The failure of the writer to properly address Pope Benedict and instead only call His Holiness “Benedict” indicates the bias the writer has against the pontiff. That alone is sufficient.
National Catholic Reporter is to Catholisism what David Brooks is to Conservatism.
He is old and on his second pacemaker. A slow fade out.
Actually, I read a very good (I thought) analysis by a Spanish blogger who seems to have some inside knowledge of the Vatican. He said that Benedict simply felt that he could not handle the Curia anymore, and that Benedict is genuinely frail and fears that if anything further happens to him, the Curia will simply take over and do whatever its members feel like doing. They have NOT been supportive of BXVI, and have in fact impeded and undermined him (the whole Vatileaks mess, the mishandling of the Williams matter, and the failure to enforce his decrees in the sex abuse cases or even his decree making the Latin Mass more available are all attributable to various members of the Curia - and may well have been intentional rather than the product of incompetence, in many cases).
The blogger explained that BXVI had seen JPII grow weaker and unable to control these apparatchiks, who simply ignored his directives and did what they wanted, often invoking his name because he was by then so out of it that he couldn’t oppose them. So essentially, because of the Pope’s weakness, the Church was being governed by a bunch of faithless, useless (mostly) Italian bureaucrats. BXVI did not want this to happen to him or the Church under his authority.
I think one of the major tasks of the next Pope will be to blast the lairs of the Curia and get rid of most of them with some kind of major reorganization. One of BXVI’s problems was probably that, after all his years at the Vatican, he was too well known to the Curia and too accustomed to the dysfunctional situtation to immediately take the steps necessary when he took over. This let it fester and gave them time to dig themselves in more deeply.
That’s also the reason that he did this so abruptly, catching them completely off guard - so they would not have time to plot.
My God bless Pope Benedict in his final years and embrace him when he returns home.
...or what the ELCA is to Lutheranism.
The Catholic Reporter is NOT Catholic. It reminds me of Catholics for “Choice.”
Please don’t believe anything they say.
I was wondering if this is the CINO paper that was told by the local bishop or archbishop to stop using “Catholic” in its title to imply it’s part of or i communion with the Roman Catholic Church. From your comment, I take it that it is that paper.

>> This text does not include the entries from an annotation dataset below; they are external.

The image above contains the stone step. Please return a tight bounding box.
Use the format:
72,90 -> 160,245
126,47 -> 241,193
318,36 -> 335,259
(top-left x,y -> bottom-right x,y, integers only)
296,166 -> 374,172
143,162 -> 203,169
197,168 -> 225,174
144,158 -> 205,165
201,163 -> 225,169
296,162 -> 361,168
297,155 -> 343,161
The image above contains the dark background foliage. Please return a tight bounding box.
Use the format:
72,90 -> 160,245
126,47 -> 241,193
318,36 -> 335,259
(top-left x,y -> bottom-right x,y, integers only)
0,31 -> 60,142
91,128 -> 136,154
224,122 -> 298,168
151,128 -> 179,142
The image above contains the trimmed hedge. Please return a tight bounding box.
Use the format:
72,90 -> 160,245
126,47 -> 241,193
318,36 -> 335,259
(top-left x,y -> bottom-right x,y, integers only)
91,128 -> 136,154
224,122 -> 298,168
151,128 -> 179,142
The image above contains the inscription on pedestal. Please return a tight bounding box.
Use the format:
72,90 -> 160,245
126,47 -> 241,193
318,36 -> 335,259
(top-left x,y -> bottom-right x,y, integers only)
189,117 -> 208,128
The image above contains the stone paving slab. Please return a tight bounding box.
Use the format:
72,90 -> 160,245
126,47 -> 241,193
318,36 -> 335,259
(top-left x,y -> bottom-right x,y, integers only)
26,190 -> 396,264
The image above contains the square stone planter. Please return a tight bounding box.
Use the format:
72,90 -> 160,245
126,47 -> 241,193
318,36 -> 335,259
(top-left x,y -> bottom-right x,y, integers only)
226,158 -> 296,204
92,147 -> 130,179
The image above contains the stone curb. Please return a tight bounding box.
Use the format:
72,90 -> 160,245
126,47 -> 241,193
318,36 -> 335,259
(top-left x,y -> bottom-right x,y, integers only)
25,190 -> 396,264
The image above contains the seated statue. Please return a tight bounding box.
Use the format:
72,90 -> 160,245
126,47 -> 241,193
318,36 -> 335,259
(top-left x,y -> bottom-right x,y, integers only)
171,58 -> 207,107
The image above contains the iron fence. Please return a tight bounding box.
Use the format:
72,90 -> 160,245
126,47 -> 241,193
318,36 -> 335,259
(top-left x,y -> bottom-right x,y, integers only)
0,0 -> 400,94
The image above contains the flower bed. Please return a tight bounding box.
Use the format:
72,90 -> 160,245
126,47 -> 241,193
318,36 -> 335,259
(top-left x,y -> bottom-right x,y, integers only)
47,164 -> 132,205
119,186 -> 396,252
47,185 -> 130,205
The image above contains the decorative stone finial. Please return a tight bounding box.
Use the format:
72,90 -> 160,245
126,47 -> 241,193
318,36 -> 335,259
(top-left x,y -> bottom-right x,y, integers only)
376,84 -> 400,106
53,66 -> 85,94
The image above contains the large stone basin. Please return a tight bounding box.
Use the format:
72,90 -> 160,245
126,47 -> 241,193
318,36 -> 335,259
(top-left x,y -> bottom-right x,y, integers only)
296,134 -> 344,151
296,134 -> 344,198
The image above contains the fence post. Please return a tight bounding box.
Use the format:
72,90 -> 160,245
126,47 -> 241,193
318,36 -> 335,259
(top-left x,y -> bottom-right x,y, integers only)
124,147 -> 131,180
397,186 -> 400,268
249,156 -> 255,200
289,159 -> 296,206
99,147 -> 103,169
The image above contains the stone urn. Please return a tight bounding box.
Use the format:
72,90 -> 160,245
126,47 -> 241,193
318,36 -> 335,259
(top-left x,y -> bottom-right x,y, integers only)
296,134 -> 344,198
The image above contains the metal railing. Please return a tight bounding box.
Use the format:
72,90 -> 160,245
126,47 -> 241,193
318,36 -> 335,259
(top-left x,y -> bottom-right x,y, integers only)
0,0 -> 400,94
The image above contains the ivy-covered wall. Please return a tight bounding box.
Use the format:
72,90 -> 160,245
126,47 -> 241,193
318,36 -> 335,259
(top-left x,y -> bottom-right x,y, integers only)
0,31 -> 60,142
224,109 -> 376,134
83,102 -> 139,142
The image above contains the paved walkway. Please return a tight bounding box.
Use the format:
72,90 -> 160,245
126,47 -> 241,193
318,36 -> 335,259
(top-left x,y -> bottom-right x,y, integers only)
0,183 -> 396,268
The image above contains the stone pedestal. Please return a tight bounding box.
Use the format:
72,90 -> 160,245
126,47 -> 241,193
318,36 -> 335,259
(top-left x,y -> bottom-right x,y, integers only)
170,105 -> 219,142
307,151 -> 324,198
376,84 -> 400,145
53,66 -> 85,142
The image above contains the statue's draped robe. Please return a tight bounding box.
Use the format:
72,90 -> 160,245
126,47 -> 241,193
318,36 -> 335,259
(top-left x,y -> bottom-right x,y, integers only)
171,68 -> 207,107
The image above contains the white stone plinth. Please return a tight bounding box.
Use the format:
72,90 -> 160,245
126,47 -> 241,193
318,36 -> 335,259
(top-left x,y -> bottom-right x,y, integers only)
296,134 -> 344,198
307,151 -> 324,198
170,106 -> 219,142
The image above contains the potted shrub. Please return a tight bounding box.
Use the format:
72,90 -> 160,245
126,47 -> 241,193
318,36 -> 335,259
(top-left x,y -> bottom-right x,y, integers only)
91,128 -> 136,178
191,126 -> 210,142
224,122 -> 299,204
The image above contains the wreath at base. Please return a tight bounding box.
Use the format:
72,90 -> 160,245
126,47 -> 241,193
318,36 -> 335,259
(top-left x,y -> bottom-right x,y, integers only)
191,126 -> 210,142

I believe I recall my wife (Cradle Catholic) telling me (recent convert) that either their home bishop or the USCCB that the above "religion" news-rag could no longer legitimately use the word "Catholic" in their name.
“..either their home bishop or the USCCB that the above “religion” news-rag could no longer legitimately use the word “Catholic” in their name.
Yes, you are correct. Coincidentally my husband told me, less than one-half hour ago, that he read that the Bishops told them not to use Catholic, but they refused.
Glad we’re doing our part in getting the truth out about this NON-Catholic fake, spinning “news.”
“..either their home bishop or the USCCB that the above “religion” news-rag could no longer legitimately use the word “Catholic” in their name.
Yes, you are correct. Coincidentally my husband told me, less than one-half hour ago, that he read that the Bishops told them not to use Catholic, but they refused.
Glad we’re doing our part in getting the truth out about this NON-Catholic fake, spinning “news.”